God, fucking, dammit. I swear, my car is doing everything in its power to make me try to destroy it, or find a way to destroy itself, and laughing at me for its own failure to commit suicide and leaving me holding the bag on its fuckups. First the belt started uncontrollably squealing. Then the power brake booster goes out, so I have to stop it with the power of my calf muscles. Then my father offers to swap cars for a weekend, as we increasingly often do, so he could work on at his leisure, since I don't know how to fix it myself and I can't afford to fuck it up with trial and error.

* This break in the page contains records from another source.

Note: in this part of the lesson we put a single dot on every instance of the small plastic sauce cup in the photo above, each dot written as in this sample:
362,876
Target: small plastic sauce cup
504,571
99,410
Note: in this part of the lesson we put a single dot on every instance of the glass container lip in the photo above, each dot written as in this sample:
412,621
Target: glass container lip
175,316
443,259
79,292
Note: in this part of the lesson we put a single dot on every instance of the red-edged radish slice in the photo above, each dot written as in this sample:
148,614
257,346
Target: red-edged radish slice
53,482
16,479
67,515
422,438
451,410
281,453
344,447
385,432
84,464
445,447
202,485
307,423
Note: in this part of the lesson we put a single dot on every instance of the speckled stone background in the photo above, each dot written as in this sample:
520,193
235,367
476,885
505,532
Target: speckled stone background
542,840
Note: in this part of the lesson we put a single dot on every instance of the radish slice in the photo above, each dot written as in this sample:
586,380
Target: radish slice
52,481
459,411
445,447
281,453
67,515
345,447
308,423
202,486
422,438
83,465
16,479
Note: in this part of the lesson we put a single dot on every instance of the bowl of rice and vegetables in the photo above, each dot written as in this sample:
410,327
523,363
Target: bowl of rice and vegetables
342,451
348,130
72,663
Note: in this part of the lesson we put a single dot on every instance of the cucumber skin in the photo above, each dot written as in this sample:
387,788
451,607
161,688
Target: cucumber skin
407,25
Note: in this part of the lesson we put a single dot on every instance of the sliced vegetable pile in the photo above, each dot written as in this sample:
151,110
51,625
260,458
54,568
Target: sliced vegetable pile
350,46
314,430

Then, minutes from his house, the shifter column breaks. So it's sitting in his yard, 150 miles from my house, stuck in second gear, until he can take apart the column to figure out what happened. All this, after he's been telling me for two years to sell the fucking thing. The few times I've ever kept my priorities enough to remember to even put a sign on it, within a week it picks up another relatively minor problem that renders it impossible to sell again, until it fucks up majorly and the whole cycle repeats itself. And I know the day is coming when the only thing left to break will be the transmission.

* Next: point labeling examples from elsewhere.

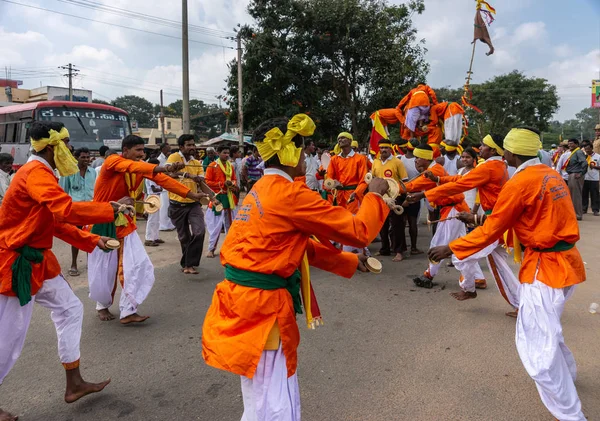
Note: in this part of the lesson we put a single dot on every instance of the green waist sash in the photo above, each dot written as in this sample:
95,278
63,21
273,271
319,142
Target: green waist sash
268,282
560,246
21,268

And on top of all that, I had too much beer and racetrack food when we went out, so now I'm staying home from work. Not because I'm drunk, I've got that covered, but because I'm so sick, and I need not go into any detail. Which I talked myself into, because I also didn't bother studying for a test all weekend.

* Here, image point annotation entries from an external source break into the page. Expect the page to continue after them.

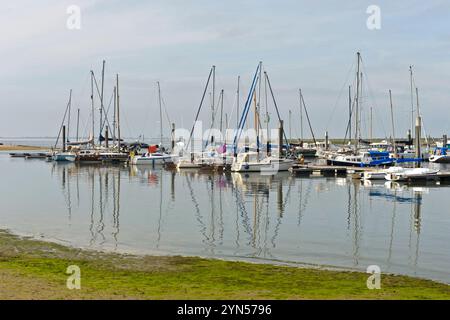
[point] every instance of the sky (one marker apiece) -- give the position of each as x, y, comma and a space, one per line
310, 45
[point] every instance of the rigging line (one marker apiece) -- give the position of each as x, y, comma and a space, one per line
340, 95
309, 122
212, 123
165, 112
372, 96
199, 107
102, 106
64, 118
107, 111
275, 104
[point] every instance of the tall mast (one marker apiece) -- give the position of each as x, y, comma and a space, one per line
350, 112
78, 121
290, 131
301, 115
412, 98
258, 106
118, 110
68, 119
92, 111
393, 128
101, 98
237, 103
114, 115
357, 102
221, 110
267, 117
213, 95
160, 115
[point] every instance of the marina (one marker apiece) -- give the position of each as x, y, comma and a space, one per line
321, 219
242, 150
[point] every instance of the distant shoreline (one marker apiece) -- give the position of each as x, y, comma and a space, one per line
9, 147
34, 269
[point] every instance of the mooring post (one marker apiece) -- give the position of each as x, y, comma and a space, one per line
64, 138
280, 139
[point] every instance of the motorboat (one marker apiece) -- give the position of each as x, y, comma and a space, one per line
250, 162
413, 173
156, 158
440, 155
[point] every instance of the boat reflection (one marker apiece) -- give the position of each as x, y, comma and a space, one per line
278, 217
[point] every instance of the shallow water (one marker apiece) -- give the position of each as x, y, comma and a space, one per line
327, 221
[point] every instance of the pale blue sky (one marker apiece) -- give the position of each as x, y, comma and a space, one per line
307, 44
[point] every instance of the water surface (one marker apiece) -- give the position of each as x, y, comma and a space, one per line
327, 221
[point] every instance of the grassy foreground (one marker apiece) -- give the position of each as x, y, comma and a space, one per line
31, 269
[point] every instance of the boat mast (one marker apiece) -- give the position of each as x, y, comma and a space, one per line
78, 121
160, 115
393, 128
290, 118
412, 98
221, 109
258, 107
68, 118
350, 112
301, 117
114, 115
357, 102
267, 117
92, 107
213, 101
118, 110
101, 100
237, 102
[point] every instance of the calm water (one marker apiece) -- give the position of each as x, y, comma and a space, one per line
326, 221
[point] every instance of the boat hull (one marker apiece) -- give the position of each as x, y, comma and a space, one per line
440, 159
64, 157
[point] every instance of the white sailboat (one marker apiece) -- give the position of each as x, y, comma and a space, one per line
154, 157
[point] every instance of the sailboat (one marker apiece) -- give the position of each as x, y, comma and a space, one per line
153, 156
251, 161
64, 155
101, 153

Empirically speaking, this is really a quite fortunate play of events. My car is disabled by a completely unforeseeable problem, which luckily happened in the driveway of the one person I would trust to fix it, instead of happening to me anywhere in town. I don't have to go to work (apparently I've got a good rep), which gives me time to do other stuff I need to. But every element is somehow a result of my own incompetence and taking my father for granted, despite all my hollow protestation otherwise. So, actually, none of it's that bad, I just feel like crap about it.